Gibbons-Lab/pipelines

Repository files navigation

🔨 📐 Pipelines

This repo contains various analysis pipelines for the lab. Here are the basic rules:

  • each folder includes pipelines for a particular analysis - data type combination
  • pipelines are nextflow workflows
  • each pipeline comes with a list of conda environment files that manage the required software

Data layout

Pipelines will usually operate from a top level project directory structured in the following way:

project/
    > [WORKFLOW].nf
    > data
        > raw
        > step1
        > step2
        > output1.csv
        > ...
    > figures
        > figure1.png
        > ...

The initial raw data lives in data/raw and all analysis artifacts should be written into data/ as well. Figures go into figures/.

Setup

The first step is to copy or symlink the pipeline files into the top project directory. After that you can set up a conda environment that includes all software for the pipeline.

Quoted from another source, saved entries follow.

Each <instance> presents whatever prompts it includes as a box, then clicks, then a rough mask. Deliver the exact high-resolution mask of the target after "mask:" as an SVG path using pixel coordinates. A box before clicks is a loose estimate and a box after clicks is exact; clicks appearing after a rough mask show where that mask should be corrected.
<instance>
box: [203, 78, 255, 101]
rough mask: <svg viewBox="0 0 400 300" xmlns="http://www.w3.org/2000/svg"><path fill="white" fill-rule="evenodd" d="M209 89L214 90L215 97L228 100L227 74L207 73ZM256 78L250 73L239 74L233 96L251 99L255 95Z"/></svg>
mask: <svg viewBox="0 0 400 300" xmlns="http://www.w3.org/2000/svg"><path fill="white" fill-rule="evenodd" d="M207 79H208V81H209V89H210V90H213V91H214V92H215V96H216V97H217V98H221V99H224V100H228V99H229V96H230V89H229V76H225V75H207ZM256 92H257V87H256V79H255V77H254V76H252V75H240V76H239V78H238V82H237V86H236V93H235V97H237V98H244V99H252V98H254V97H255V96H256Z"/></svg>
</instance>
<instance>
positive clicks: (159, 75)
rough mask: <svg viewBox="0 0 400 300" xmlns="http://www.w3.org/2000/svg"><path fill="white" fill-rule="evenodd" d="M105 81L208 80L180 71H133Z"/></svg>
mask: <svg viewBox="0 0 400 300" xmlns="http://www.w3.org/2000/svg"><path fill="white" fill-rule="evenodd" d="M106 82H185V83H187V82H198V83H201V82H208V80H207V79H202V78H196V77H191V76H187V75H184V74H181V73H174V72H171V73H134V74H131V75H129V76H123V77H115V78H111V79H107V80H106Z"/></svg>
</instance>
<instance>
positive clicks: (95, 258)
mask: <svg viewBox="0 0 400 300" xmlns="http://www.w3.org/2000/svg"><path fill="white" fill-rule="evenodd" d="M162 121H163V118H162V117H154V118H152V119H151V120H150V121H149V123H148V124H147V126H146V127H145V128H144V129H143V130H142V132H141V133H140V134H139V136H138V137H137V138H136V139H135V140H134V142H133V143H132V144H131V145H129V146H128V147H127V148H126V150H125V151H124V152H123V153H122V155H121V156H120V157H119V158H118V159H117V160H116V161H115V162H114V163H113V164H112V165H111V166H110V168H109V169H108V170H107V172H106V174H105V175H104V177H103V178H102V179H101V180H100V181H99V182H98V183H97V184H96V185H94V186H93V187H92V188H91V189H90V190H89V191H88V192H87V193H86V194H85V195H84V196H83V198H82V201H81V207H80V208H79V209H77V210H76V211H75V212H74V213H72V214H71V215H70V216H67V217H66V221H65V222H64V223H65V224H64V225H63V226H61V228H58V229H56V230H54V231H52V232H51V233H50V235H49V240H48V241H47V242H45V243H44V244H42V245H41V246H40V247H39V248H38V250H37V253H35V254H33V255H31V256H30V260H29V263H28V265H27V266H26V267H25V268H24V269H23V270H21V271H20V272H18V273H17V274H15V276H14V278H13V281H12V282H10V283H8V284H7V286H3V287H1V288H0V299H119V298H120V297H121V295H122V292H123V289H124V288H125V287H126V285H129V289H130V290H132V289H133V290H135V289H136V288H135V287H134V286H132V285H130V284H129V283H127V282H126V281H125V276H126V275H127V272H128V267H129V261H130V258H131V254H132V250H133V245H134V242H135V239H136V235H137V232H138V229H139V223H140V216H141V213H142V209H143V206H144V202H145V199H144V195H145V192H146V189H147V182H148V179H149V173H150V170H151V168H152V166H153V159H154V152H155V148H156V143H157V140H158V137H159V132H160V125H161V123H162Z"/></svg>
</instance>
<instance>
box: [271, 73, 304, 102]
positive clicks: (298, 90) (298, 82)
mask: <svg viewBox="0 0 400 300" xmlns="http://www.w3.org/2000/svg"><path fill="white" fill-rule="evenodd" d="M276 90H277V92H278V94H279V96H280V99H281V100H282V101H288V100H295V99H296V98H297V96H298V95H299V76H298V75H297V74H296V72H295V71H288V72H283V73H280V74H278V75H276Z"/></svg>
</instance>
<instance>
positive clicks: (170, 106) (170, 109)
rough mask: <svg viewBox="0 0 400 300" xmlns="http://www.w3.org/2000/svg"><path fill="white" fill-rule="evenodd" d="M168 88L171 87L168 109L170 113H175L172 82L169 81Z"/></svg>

conda env create -f conda.yml

Activate the environment (usualy named after the pipeline):

conda activate metagenomics

If present also install R dependencies

Rscript setup.R

You may also create a nextflow config either in the project directory as nextflow.config or in your user HOME as ~/.nextflow/config. Here is an example for moneta

executor {
    name = "local"
    cpus = 32
    memory = "350GB"
}

tower {
    accessToken = "<TOKEN>"
    enabled = false
}

The tower part is only necessary if you want to use Nextflow Tower to track your pipeline.

Run the pipeline

After setup you can run the pipeline with

nextflow run [WORKFLOW].nf -resume

By default this will use all available CPUs and RAM unless specified otherwise in a personal netxflow config.